Taking staff to a club, buying drinks and paying for women to dance is a legitimate business expense, it turns out, and companies can claim back 15 per cent VAT on the bill. This is jaw-dropping stuff, especially under a government that is committed to reducing demand for paid-for sex, so it's good news that Harriet Harman has the lads' culture of corporate "entertainment" in her sights. The Minister for Women and Equality says taxpayers should no longer subsidise evenings out that support the wider sex industry; she points out that parents can't get tax relief for childcare, yet companies are claiming relief for the cost of sending their male employees to watch barely dressed women gyrate on tables and around poles.
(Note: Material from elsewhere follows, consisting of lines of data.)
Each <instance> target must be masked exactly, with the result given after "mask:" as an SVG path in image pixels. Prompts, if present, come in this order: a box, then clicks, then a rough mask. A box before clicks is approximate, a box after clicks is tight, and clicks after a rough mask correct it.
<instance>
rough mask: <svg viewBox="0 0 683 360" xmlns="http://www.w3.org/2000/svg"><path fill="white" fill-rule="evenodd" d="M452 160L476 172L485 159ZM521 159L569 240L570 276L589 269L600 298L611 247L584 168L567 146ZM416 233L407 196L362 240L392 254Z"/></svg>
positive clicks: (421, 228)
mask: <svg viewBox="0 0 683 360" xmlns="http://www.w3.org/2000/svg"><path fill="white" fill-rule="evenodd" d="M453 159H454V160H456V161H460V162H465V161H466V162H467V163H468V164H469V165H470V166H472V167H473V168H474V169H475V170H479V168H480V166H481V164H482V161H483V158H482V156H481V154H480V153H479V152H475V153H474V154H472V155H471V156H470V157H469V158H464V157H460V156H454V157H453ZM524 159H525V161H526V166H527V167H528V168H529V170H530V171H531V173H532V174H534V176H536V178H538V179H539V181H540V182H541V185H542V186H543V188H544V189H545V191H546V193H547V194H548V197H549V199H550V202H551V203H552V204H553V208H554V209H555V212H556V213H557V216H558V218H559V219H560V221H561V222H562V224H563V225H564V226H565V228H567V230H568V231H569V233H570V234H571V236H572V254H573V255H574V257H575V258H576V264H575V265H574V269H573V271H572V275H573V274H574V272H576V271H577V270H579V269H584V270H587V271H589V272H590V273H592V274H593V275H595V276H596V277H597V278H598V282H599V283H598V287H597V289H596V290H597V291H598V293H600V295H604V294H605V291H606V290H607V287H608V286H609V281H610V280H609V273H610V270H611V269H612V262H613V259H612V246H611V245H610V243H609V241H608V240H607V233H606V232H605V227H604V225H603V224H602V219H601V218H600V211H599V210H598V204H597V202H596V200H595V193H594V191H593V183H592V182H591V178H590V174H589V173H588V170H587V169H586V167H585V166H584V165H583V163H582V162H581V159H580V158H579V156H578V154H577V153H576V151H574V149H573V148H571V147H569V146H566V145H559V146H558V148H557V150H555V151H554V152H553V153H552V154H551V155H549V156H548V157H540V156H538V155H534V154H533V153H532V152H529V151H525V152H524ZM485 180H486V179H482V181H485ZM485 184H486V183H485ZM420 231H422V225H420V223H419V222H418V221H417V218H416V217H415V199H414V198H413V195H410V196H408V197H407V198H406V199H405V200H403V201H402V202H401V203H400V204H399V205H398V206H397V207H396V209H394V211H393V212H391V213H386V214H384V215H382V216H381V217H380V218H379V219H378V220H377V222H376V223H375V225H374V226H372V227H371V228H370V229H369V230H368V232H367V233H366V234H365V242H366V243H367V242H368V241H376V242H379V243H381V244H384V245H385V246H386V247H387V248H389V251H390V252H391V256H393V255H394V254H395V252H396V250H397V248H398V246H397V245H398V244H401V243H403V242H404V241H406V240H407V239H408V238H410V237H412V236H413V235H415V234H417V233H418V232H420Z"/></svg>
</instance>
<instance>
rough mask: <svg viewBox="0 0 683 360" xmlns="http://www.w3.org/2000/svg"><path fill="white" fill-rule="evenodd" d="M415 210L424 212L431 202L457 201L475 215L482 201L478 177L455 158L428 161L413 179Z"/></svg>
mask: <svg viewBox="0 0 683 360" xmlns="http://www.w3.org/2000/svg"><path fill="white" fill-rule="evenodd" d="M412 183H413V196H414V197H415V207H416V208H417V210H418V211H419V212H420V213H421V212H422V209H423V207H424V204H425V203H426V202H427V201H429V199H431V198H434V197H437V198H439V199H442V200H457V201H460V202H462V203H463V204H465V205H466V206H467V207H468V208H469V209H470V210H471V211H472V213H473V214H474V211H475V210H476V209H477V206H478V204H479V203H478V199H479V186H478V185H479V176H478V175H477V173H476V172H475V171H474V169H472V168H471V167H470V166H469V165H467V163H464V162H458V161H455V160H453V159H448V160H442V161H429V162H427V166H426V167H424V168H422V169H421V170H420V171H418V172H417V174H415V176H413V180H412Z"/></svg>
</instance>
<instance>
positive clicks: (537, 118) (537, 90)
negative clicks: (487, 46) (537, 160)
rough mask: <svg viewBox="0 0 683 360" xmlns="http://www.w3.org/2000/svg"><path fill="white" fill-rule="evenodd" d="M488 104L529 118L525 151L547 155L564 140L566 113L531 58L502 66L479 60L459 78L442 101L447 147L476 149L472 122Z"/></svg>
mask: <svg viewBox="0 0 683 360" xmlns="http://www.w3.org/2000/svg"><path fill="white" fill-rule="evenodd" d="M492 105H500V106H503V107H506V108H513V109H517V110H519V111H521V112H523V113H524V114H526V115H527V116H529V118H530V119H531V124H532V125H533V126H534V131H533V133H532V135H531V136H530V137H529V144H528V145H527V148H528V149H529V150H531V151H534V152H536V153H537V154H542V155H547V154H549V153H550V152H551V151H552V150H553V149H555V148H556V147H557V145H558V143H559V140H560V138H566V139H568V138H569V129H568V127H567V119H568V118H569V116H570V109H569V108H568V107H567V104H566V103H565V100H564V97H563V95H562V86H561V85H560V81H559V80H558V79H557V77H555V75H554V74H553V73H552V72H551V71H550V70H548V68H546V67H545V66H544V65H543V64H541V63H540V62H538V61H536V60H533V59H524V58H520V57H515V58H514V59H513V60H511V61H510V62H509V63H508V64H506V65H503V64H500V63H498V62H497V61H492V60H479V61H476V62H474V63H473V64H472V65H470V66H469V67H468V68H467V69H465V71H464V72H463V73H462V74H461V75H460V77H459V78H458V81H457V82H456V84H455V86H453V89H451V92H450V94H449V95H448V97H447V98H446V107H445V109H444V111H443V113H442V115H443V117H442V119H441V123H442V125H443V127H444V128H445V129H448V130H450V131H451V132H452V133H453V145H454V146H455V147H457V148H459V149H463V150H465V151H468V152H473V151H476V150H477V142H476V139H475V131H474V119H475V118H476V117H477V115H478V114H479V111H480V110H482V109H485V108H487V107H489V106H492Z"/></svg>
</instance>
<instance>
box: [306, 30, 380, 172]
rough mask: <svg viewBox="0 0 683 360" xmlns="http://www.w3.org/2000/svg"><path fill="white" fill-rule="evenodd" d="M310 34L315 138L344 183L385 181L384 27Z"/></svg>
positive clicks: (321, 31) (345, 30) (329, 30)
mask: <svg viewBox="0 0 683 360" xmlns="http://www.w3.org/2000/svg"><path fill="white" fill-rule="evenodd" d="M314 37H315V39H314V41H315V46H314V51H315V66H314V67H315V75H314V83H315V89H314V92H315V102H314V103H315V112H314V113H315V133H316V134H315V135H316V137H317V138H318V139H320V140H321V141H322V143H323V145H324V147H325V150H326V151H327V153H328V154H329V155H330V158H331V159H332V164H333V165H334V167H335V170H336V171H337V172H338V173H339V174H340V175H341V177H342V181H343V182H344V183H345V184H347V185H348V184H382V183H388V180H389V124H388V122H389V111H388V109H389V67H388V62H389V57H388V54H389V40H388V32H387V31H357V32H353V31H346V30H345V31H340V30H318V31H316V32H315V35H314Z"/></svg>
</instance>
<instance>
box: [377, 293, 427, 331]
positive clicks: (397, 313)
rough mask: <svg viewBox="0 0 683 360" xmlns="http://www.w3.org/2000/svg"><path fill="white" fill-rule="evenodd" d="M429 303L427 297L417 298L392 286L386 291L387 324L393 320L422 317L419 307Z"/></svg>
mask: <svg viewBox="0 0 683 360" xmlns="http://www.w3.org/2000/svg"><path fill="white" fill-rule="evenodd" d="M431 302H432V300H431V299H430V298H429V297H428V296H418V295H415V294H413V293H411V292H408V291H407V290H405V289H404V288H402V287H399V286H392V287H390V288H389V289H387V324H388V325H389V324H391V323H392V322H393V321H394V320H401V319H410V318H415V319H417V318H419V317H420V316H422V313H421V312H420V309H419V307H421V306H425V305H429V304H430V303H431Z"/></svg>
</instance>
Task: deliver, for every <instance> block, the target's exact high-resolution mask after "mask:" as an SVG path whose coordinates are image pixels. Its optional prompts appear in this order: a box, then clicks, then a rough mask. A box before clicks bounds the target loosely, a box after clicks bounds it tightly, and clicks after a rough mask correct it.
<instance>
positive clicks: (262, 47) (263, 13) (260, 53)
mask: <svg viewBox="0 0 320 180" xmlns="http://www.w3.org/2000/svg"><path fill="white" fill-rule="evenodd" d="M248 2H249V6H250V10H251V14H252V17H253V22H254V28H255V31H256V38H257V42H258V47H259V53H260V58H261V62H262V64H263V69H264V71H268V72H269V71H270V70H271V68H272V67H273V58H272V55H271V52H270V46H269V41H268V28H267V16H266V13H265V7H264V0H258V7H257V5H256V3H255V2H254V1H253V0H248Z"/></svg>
Apparently this is regarded by City firms as a team-bonding exercise (though not for the women on the team, presumably). I'm never surprised when I'm reminded that sexism is rife in the corporate world; a recent report from the Equalities and Human Rights Commission exposed entrenched discrimination in the finance sector, including the fact that women received around 80 per cent less in bonuses. What is startling is to find the Treasury colluding in it, not for historic reasons – lap-dancing clubs only really got going in this country in the Nineties – but because it doesn't seem to have occurred to anyone that the rules offer financial support to an industry that is demeaning to women. Lap-dancing clubs perpetuate ancient myths about sex, such as the idea that women love nothing more than taking off most of their clothes and writhing in front of a group of tanked-up, jeering, groping men. There's a brilliant scene in the movie Fish Tank in which a woman takes part in an audition, trying to look as if she's having multiple orgasms, just to get a job in a seedy club.
Lap-dancing clubs sell fantasies that disguise a commercial transaction, one into which students and single mothers are forced because it's more lucrative than the low-paid work available at the job centre. For the punter, it's an expensive form of voyeurism, or at least that's what I thought until I began to appreciate the economics a couple of days ago. According to research carried out by the Fawcett Society, 41 per cent of lap-dancing clubs market directly to companies; one club owner estimated last week that between 75 and 100 per cent of his clients were on business expenses. With a typical night out costing a couple of thousand pounds, no wonder a generous subsidy from the poor old taxpayer is so welcome.
Lap-dancing clubs have proliferated in recent years, encouraged by a ham-fisted piece of legislation, the 2003 Licensing Act, which classed them as part of the leisure industry rather than sexual-encounter establishments. This is ludicrous – lap dancing and pole dancing are clearly part of the commercial sex industry – but the result is that the number of clubs has doubled to 310 in the past four years. They've even opened on residential streets, dismaying local people who dislike the idea of punters emerging drunk and aroused in the early hours of the morning. The legislation was amended this year, but not all councils are aware of the changes, and women's groups would like to see it given more teeth. Ms Harman is already being denounced as a killjoy for targeting the expenses scam which subsidises such clubs, but that's the price of dragging sexist City culture into the modern world.